In other words, when this government finally stops doing what it is currently doing and gets back to basic functions like protecting our borders and enforcing rule of law. You know, those tasks they have currently pretty much given up on in favor of the whole socialist agenda. That's when, and not a moment before then.
Memo to self: Do not keep more than six threads open at a time.
Something like 80% of the people who farm for a living would agree with you.
It is the part-time and hobby farmer who is anxious for his annual stipend from the government for not growing whatever it is that he had no intention of growing in the first place.
Unfortunately, in the referenda that inform many farm policies, it is "one farmer-one vote". An Oklahoma wheat farmer working 1200 acres has no more say about grain programs than an Ohio gentleman farmer raising 12 A of oats for his horses.
Add in the agribusiness lobbyists in pursuit of pork and the farm state legislators in pursuit of perks...and you have the formula for a programmatic disaster.
Wow, all of that caused by a Wal-Mart moving in 60 MILES AWAY!
Who know they were so powerful.
I certainly am getting scared. Think I'll get a bunch of old codgers [like me] and start a guerrilla action against them.
They're only six miles from here!
That is one suggestion that has real merit!
I'm one of the guilty ones that sold out a few years ago from this same area. I, too, lived in Nuckolls county, just outside Lawrence, on my granddaddy's old homestead that he proved right after the civil war. I know the region well.
The gubmint taxed me off my land. When wheat and corn still sells for essentially the same price it did back in the 1930s but the cost of everything else is at least ten times higher, it's an adversarial economic situation.
Government subsidies just made the situation worse, because the big boys were the only ones to get any relief from it, and those taxes just kept going up. To top it all off, the government stepped in during the war years and froze the price of hogs at $0.06 per pound. It was impossible to raise porkers at that price even if you had free feed.
It would have been difficult enough to maintain the agricultural lifestyle just battling the natural economic realities, but when the knot-headed government made and keeps making the most unreasonable tax demands and crop regulations, it's time to run for your life.
The students said they thought there was a plot among the adults in town to keep young people out and maintain Superior as a retirement community. The adults say just the opposite: They are desperate for new people, especially the young.If they are like most people in similar circumstances, they are desperate for younger people just like them. Hence the catch.
-Eric
I called around and couldn't get any codgers to volunteer for a raid. Think I'll wait untill next year.

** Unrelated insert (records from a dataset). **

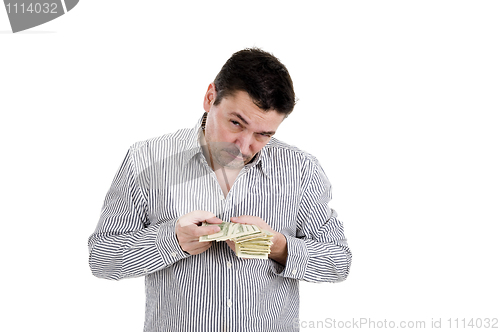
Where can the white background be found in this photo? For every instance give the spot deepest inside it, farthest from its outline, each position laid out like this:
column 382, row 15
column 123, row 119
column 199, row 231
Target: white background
column 398, row 100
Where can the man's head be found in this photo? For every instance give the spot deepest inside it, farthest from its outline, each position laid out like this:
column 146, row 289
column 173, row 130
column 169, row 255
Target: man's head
column 250, row 97
column 262, row 76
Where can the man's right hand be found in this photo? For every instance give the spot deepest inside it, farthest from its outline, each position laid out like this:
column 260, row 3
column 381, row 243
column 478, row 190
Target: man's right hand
column 188, row 230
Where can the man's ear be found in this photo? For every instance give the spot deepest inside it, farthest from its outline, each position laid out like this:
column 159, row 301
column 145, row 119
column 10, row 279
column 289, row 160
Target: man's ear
column 210, row 96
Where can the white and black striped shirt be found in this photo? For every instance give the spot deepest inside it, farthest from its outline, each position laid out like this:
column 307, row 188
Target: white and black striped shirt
column 162, row 179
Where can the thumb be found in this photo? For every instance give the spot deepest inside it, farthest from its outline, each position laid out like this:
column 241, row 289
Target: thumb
column 194, row 217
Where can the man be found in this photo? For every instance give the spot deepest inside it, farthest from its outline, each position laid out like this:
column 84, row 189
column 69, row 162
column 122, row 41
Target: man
column 227, row 168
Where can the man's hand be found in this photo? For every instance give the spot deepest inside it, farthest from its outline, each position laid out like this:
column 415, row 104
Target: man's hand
column 188, row 230
column 279, row 250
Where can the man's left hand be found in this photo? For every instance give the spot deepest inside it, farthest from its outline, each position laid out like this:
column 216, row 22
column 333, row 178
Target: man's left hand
column 278, row 249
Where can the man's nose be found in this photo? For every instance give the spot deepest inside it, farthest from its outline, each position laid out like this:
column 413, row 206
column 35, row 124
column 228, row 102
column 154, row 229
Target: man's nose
column 244, row 143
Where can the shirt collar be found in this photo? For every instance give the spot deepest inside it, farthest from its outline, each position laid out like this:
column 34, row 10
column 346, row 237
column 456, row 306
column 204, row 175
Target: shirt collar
column 193, row 148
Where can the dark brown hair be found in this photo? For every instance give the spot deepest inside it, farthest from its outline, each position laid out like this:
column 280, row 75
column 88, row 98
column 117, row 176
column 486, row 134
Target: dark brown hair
column 262, row 76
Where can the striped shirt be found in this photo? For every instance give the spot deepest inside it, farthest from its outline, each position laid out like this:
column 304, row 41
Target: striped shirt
column 162, row 179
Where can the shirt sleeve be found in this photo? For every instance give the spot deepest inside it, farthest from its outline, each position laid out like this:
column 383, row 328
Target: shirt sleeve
column 124, row 244
column 319, row 251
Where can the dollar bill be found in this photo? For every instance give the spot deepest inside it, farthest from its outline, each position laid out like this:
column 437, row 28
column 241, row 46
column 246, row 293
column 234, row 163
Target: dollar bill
column 250, row 240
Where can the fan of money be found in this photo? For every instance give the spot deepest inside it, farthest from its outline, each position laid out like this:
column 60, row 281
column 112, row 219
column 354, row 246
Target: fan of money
column 250, row 241
column 26, row 14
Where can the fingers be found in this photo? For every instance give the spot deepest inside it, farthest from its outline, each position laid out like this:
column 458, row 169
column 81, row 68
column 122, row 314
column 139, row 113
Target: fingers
column 195, row 217
column 195, row 248
column 214, row 220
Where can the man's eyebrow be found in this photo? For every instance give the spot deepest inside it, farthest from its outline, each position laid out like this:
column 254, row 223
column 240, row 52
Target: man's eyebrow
column 245, row 122
column 239, row 116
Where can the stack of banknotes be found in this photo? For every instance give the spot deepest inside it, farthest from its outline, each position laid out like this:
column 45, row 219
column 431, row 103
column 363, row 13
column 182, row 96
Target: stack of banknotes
column 250, row 241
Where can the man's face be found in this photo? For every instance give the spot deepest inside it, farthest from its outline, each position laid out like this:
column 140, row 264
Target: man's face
column 237, row 129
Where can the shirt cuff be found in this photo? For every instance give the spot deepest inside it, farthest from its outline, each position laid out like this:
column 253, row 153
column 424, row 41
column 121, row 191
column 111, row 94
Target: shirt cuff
column 296, row 261
column 167, row 244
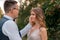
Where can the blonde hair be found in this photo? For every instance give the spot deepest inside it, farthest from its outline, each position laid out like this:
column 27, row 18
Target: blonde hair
column 40, row 16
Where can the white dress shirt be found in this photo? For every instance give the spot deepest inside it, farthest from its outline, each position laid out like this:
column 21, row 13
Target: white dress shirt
column 10, row 29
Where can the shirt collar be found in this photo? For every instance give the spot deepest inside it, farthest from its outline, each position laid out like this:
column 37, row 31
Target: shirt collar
column 8, row 17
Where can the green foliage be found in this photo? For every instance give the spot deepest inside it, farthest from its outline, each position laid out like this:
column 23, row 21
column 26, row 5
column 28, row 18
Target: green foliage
column 52, row 13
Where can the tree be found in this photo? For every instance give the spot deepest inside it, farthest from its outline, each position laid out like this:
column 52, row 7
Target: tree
column 0, row 12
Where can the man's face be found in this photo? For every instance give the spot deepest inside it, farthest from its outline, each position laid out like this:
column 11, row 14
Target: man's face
column 15, row 11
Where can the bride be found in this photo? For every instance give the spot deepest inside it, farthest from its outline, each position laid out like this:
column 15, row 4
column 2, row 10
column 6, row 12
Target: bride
column 38, row 30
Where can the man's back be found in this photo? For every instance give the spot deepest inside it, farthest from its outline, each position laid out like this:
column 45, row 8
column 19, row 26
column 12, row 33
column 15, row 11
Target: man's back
column 2, row 36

There's a new fish finder, and some ammo I want to get anyway. ;)
My guess would be that the vast majority of FReepers would favor ending farm subsidies -- including a majority of FReepers who are themselves farmers.

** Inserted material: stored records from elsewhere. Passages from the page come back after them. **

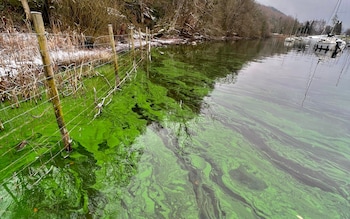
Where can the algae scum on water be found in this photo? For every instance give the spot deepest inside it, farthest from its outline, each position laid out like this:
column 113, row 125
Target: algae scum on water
column 212, row 131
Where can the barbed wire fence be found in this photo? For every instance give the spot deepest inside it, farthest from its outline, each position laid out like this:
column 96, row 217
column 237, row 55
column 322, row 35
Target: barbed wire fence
column 26, row 112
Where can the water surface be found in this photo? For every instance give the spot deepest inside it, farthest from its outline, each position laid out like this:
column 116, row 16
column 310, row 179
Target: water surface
column 249, row 129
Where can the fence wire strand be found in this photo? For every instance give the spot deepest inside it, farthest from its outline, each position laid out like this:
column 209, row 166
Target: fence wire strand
column 22, row 82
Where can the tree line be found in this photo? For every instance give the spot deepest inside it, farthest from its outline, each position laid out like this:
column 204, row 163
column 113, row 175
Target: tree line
column 214, row 18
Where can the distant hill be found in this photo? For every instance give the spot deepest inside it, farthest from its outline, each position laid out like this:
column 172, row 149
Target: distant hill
column 278, row 21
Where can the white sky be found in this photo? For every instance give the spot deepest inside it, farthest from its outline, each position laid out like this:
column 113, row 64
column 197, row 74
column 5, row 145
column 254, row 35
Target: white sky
column 305, row 10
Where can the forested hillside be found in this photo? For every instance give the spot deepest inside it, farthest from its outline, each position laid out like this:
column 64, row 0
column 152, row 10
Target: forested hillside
column 211, row 18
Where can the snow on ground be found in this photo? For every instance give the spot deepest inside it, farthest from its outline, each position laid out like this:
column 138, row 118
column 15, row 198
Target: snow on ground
column 20, row 52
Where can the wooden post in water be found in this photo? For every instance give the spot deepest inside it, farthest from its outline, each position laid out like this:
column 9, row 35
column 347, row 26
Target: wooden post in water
column 115, row 55
column 49, row 74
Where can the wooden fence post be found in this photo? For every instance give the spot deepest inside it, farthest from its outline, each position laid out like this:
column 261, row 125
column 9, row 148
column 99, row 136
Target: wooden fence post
column 140, row 39
column 49, row 74
column 115, row 55
column 27, row 12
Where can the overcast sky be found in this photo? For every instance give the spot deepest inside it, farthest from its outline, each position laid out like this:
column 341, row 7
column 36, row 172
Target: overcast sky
column 305, row 10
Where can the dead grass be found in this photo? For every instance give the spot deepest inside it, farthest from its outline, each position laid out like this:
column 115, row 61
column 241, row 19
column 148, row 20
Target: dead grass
column 21, row 69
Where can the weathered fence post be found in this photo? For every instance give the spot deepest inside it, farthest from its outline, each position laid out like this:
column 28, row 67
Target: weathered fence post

After running an Alabama pecan orchard for eight years, I no longer farm. But my sympathies lie with those who do.
Like everything else the federal government has involved itself in -- healthcare, indian affairs, welfare programs, etc. -- the individual agriculturalists and their markets have gotten totally screwed.
"You come to us and tell us that the great cities are in favor of the gold standard; we reply that the great cities rest upon our broad and fertile prairies. Burn down your cities and leave our farms, and your cities will spring up again as if by magic; but destroy our farms and the grass will grow in the streets of every city in the country."--(William Jennings Bryan's "Cross of Gold" Speech July 9, 1896, at the Democratic National Convention, Chicago)
Well, times certainly seem to have changed!